Stocks look to be in for more pain after Fed-day rout: ‘The market is in no man’s land’

Stocks are extremely oversold, but investors still seem bent on selling after the Federal Reserve disappointed markets with a less dovish message than expected.

“The bears have been writing the script,” said Scott Redler, partner with T3Live.com.

The S&P 500 lost 1.5 percent Wednesday to 2,506 and is nearly 15 percent off its September high. About 85 percent of the S&P 500 stocks have seen a correction of 10 percent or more, while 60 are in a bear market, meaning down 20 percent.

“At this point the market is in no man’s land. It broke 2,600, and it broke 2,530, the February low, where we briefly bounced earlier this week. We closed below that today, and there’s nothing bullish about the tape except that we’re extremely oversold,” he said. “The only thing that’s positive is that there’s zero hope.”

Redler, who follows short-term technicals, said the market has been sending negative technical signals for weeks, starting with a death cross in the small cap Russell 2000 in late November.

Just last Friday the S&P 500 broke the neckline of a bearish head and shoulders top pattern, signaling more selling head.

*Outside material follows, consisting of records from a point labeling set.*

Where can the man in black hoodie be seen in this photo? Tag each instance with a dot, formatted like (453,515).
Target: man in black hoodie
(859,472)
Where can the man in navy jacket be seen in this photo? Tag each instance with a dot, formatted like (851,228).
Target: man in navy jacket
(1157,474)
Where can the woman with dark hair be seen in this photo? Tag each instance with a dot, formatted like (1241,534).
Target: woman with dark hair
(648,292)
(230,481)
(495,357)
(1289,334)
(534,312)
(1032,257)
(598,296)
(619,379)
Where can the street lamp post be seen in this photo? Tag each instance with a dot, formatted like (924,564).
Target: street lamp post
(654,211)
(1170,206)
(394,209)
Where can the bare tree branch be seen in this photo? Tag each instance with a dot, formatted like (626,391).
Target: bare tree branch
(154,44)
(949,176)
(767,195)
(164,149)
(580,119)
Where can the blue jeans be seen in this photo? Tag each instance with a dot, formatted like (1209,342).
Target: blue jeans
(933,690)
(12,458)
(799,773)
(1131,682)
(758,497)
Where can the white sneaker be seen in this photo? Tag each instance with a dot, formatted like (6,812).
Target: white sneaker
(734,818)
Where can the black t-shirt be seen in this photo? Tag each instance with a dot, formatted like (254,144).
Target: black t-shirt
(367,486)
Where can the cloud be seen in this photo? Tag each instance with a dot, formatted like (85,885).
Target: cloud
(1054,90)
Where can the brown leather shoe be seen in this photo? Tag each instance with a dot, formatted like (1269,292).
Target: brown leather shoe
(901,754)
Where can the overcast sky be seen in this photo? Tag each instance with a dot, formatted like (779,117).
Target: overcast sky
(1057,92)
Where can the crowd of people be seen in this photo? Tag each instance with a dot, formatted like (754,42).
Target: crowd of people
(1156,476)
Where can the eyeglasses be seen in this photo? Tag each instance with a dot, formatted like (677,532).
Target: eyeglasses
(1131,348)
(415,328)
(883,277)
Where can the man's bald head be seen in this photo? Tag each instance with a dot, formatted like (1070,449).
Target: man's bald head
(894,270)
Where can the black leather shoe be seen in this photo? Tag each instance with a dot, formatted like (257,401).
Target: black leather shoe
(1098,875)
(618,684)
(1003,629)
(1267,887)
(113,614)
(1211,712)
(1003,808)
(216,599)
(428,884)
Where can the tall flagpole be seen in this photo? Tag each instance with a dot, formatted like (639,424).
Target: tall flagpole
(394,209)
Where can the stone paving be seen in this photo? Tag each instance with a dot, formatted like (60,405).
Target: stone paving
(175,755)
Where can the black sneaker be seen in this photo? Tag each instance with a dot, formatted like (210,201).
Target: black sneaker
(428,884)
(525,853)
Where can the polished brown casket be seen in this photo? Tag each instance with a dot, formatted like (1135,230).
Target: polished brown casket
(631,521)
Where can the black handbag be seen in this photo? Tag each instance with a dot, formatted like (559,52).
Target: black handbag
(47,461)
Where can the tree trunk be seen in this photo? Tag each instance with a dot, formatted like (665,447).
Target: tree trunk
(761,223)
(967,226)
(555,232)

Ari Wald, Oppenheimer technical strategist, said the negative action this week is the result of the market’s failure to find a bottom in October and November.

“This restarts the bottoming process. This was another boom, and now we need the whimper,” he said. Wald said as of Wednesday, just 17 percent of stocks in the S&P 500 were above their 200-day moving averages, close to levels from 2016 when there were as few as 12 percent.

Wald said that was an unusually low number. “The forward returns, when it gets that low, tend to be strong looking out six to 12 months but not necessarily over the next one to three months,” said Wald.

Redler said the best thing for the market would be a scary gap down for stocks Thursday because every morning this week , stocks opened higher and investors sold the early morning strength.

The next level is he is watching is 2,450 on the S&P 500, though the head and shoulders top pattern pointed to a possible decline to 2,300.

“You could get a rally first, but I put a very big high probability that we see 2,250 to 2,300 before you would want to put long-term money to work,” Redler said.

Wald said the market looks like it’s in for a period of selling. It’s very oversold, good for a longer term investor, but it doesn’t mean we’re setting up for an imminent recovery, ” he said.

Santa rally?

Wald said there’s a chance the so-called ‘Santa rally,’ could come between bouts of selling. It is typically the last five days of the old year and first three days of the new year, when the market is typically positive.

“You often do get strength in that seven day period, and if you don’t get it – if Santa shall fail to call, bears will come to Broad and Wall,” Wald said, sighting the old Wall Street adage.

He said the market is set up very much like 2014, when there were widening credit spreads coinciding with a steep drop in crude. He said the energy sector is breaking down.

“That is a key area dragging on markets here,” he said. “If you’re looking to sniff out opportunity, look in the software space.” He added that Microsoft is still above its 200-day moving average.

“It really is indiscriminate selling, of high and low momentum stocks. Nobody cares about relative strength in a falling market,” he said. “The speed of the decline is definitely surprising us more than the actual declien. We’ve been playing by this road map that this is a cyclical bear market in a secular bul lmarket. The average decline is 20 percent. We’re down about 15 percent.”

Redler also said the decline wasn’t unexpected.

“It’s happening because we’re 10 years into a bull tape that was longer than it should have been, and now they’re removing accommodation that was probably there longer than it should have been. This is a normal part of the cycle,” said Redler.